On Sunday, October 26, 2014, Amanda Harris attended a potluck party, during which she ate Chinese food containing bean sprouts that came from a restaurant. The following day, she ate a salad at a local pub that also contained bean sprouts.
The next morning, on October 28, Ms. Harris woke up feeling nauseous and called out of work. By noon, her legs and back were in pain, and she began to feel very cold. She started having diarrhea, and by 5:30 that evening, the diarrhea had increased in frequency to once per hour. Her pain continued to get worse, so she had a friend drive her to be seen at the Newport Hospital emergency room.
After being seen for her flu-like symptoms, Ms. Harris was sent home, but she continued to have diarrhea every hour, and her fever remained at a high temperature. She revisited the emergency room the next day, October 29, as she began to suffer from severe abdominal pains. She was given morphine to ease her pain, and took a stool sample to test for Salmonella.
Over the next two days, she continued to suffer from constant diarrhea and body aches, and began to have hallucinations in bed while trying to sleep. On November 1, her sister brought Ms. Harris back to the emergency room once again to treat her for dehydration and to run more tests. Her stool sample ultimately tested positive for the same strain of Salmonella present in the bean sprout Salmonella outbreak caused by Wonton Foods, Inc. Ms. Harris was given an antibiotic on November 3, and her fever broke within 48 hours. Ms. Harris lost about 20 pounds in two weeks.
“It’s a common misconception that Salmonella is only present in meats or animal products,” said Bill Marler, food safety lawyer who is representing Ms. Harris. “But Salmonella can spread like wildfire without proper sanitary standards in place. We have to be aware that the bacteria can contaminate any food item, including all fruits and vegetables.” Mr. Marler was recently featured in PBS’s Frontline (http://pbs.org/wgbh/pages/frontline/trouble-with-chicken/) and The New Yorker to discuss issues relating to Salmonella in the food industry: (http://www.newyorker.com/magazine/2015/02/02/bug-system).

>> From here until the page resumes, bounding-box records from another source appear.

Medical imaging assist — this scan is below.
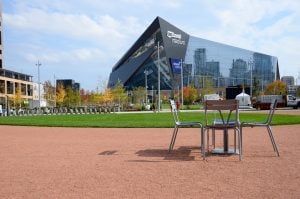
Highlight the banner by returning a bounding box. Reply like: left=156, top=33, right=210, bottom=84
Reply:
left=170, top=58, right=181, bottom=73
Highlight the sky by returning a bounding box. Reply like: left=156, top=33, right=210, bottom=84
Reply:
left=2, top=0, right=300, bottom=91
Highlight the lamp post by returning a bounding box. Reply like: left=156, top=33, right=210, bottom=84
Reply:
left=248, top=60, right=254, bottom=97
left=36, top=60, right=42, bottom=113
left=144, top=69, right=153, bottom=104
left=157, top=41, right=160, bottom=112
left=180, top=59, right=183, bottom=107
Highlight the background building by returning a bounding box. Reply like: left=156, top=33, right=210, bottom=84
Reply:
left=0, top=1, right=33, bottom=114
left=56, top=79, right=80, bottom=92
left=108, top=17, right=280, bottom=97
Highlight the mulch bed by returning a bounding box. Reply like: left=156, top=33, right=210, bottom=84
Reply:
left=0, top=125, right=300, bottom=198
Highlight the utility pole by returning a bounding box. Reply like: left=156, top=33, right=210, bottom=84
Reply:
left=157, top=41, right=160, bottom=112
left=36, top=60, right=42, bottom=113
left=180, top=59, right=183, bottom=107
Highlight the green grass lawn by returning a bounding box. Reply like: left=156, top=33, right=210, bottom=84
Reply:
left=0, top=112, right=300, bottom=128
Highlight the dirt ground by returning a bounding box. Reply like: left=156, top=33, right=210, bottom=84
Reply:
left=0, top=125, right=300, bottom=199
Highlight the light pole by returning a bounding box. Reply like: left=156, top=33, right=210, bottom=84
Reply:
left=180, top=59, right=183, bottom=107
left=144, top=69, right=153, bottom=104
left=36, top=60, right=42, bottom=113
left=144, top=70, right=148, bottom=104
left=248, top=60, right=254, bottom=97
left=157, top=41, right=160, bottom=112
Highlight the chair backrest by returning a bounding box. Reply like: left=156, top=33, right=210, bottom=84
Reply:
left=266, top=99, right=277, bottom=124
left=170, top=100, right=180, bottom=123
left=204, top=99, right=239, bottom=126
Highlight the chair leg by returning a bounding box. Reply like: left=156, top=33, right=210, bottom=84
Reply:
left=206, top=129, right=209, bottom=152
left=169, top=126, right=178, bottom=153
left=234, top=129, right=236, bottom=153
left=240, top=126, right=243, bottom=154
left=237, top=129, right=242, bottom=161
left=267, top=125, right=279, bottom=157
left=212, top=129, right=216, bottom=148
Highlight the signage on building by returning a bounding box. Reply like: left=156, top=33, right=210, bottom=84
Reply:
left=167, top=30, right=185, bottom=45
left=170, top=58, right=181, bottom=73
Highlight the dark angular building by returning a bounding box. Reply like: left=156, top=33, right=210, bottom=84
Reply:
left=108, top=17, right=280, bottom=90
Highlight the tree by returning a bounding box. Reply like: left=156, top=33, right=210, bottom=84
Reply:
left=252, top=77, right=259, bottom=96
left=265, top=80, right=287, bottom=95
left=132, top=86, right=146, bottom=104
left=296, top=86, right=300, bottom=97
left=64, top=86, right=80, bottom=107
left=112, top=82, right=128, bottom=105
left=14, top=83, right=22, bottom=107
left=56, top=84, right=66, bottom=107
left=44, top=80, right=56, bottom=106
left=183, top=86, right=197, bottom=104
left=99, top=88, right=113, bottom=105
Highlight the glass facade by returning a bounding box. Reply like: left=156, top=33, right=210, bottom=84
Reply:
left=185, top=36, right=279, bottom=88
left=108, top=17, right=280, bottom=94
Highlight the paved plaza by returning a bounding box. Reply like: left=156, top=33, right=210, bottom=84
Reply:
left=0, top=125, right=300, bottom=198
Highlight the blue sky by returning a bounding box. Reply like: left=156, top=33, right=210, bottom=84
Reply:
left=2, top=0, right=300, bottom=90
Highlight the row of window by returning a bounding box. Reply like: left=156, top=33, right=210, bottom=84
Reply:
left=0, top=80, right=33, bottom=96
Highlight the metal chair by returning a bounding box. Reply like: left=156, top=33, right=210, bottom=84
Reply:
left=204, top=100, right=242, bottom=160
left=169, top=100, right=205, bottom=159
left=240, top=99, right=279, bottom=157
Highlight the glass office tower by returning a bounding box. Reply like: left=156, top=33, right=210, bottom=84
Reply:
left=108, top=17, right=280, bottom=90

Ms. Harris was a victim of the same outbreak in 2014 that caused a total of 115 people to fall ill with Salmonella that originated from bean sprouts sold by Wonton Foods Inc. The victims resided in 12 different states, including Connecticut (8), Maine (4), Maryland (6), Massachusetts (36), Montana (1), New Hampshire (6), New York (22), Ohio (3), Pennsylvania (18), Rhode Island (7), Vermont (3), and Virginia (1). Of the 75 people with available information, 25% of the victims were hospitalized, although no deaths were reported.
Salmonella is the second most common foodborne illness in the United States. Approximately 1.4 million cases of Salmonella occur each year with 95% of those caused by tainted food. The acute symptoms of Salmonella include the sudden onset of nausea, abdominal cramping, and bloody diarrhea and mucous over a period of days. While there is no cure, infected persons usually recover completely, although it may take months. A small number of people experience ongoing symptoms such as joint pain, which can lead to chronic arthritis.

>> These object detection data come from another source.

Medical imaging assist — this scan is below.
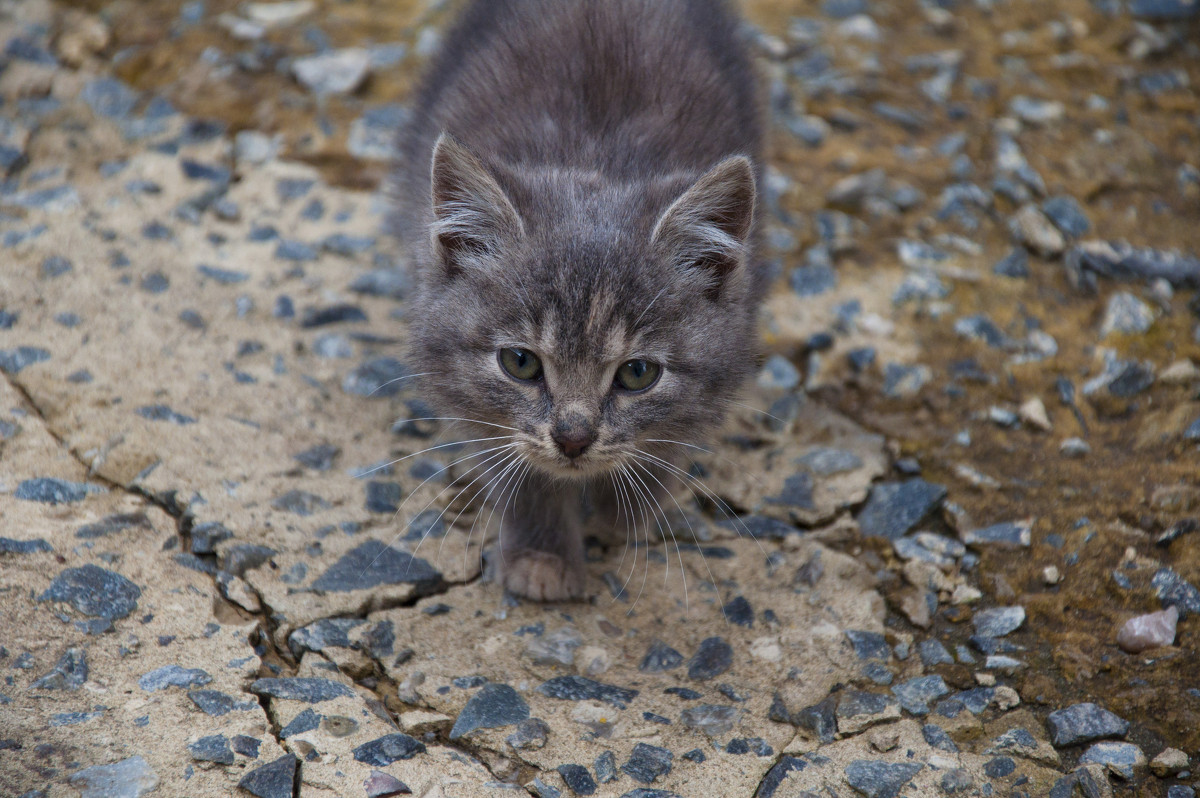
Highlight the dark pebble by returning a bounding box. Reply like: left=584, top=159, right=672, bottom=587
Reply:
left=37, top=563, right=142, bottom=620
left=688, top=637, right=733, bottom=680
left=138, top=665, right=212, bottom=692
left=725, top=737, right=775, bottom=756
left=450, top=683, right=529, bottom=740
left=637, top=640, right=683, bottom=673
left=0, top=538, right=54, bottom=554
left=31, top=648, right=88, bottom=690
left=189, top=521, right=233, bottom=554
left=845, top=760, right=925, bottom=798
left=187, top=734, right=234, bottom=764
left=366, top=480, right=404, bottom=514
left=538, top=676, right=637, bottom=709
left=558, top=764, right=596, bottom=796
left=0, top=347, right=50, bottom=374
left=311, top=540, right=442, bottom=592
left=755, top=755, right=809, bottom=798
left=1046, top=702, right=1129, bottom=746
left=280, top=707, right=322, bottom=739
left=230, top=734, right=263, bottom=760
left=920, top=724, right=959, bottom=754
left=354, top=733, right=425, bottom=768
left=620, top=743, right=674, bottom=784
left=238, top=754, right=300, bottom=798
left=250, top=678, right=355, bottom=703
left=858, top=478, right=946, bottom=540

Marler has been an advocate for victims of foodborne illnesses since representing those made sickest by an outbreak of E. coli O157:H7 traced back to fast food giant, Jack in the Box. He has since represented thousands of victims of Salmonella and other foodborne illnesses.

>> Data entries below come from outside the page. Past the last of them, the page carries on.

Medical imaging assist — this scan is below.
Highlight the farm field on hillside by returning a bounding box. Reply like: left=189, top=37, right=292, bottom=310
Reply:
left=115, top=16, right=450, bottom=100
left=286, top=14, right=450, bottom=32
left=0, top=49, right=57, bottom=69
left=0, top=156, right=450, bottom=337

Marler Clark, The Food Safety Law Firm, is the nation’s leading law firm representing victims of Salmonella outbreaks. The Salmonella lawyers of Marler Clark have represented thousands of victims of Salmonella and other foodborne illness outbreaks, and have recovered over $600 million for clients. Marler Clark is the only law firm in the nation with a practice focused exclusively on foodborne illness litigation. Marler Clark attorneys have litigated Salmonella cases stemming from outbreaks traced to a variety of foods, such as cantaloupe, tomatoes, ground turkey, salami, sprouts, cereal, peanut butter, and food served in restaurants. The firm has brought Salmonella lawsuits against companies such as Cargill, ConAgra, Peanut Corporation of America, Sheetz, Taco Bell, Subway and Wal-Mart.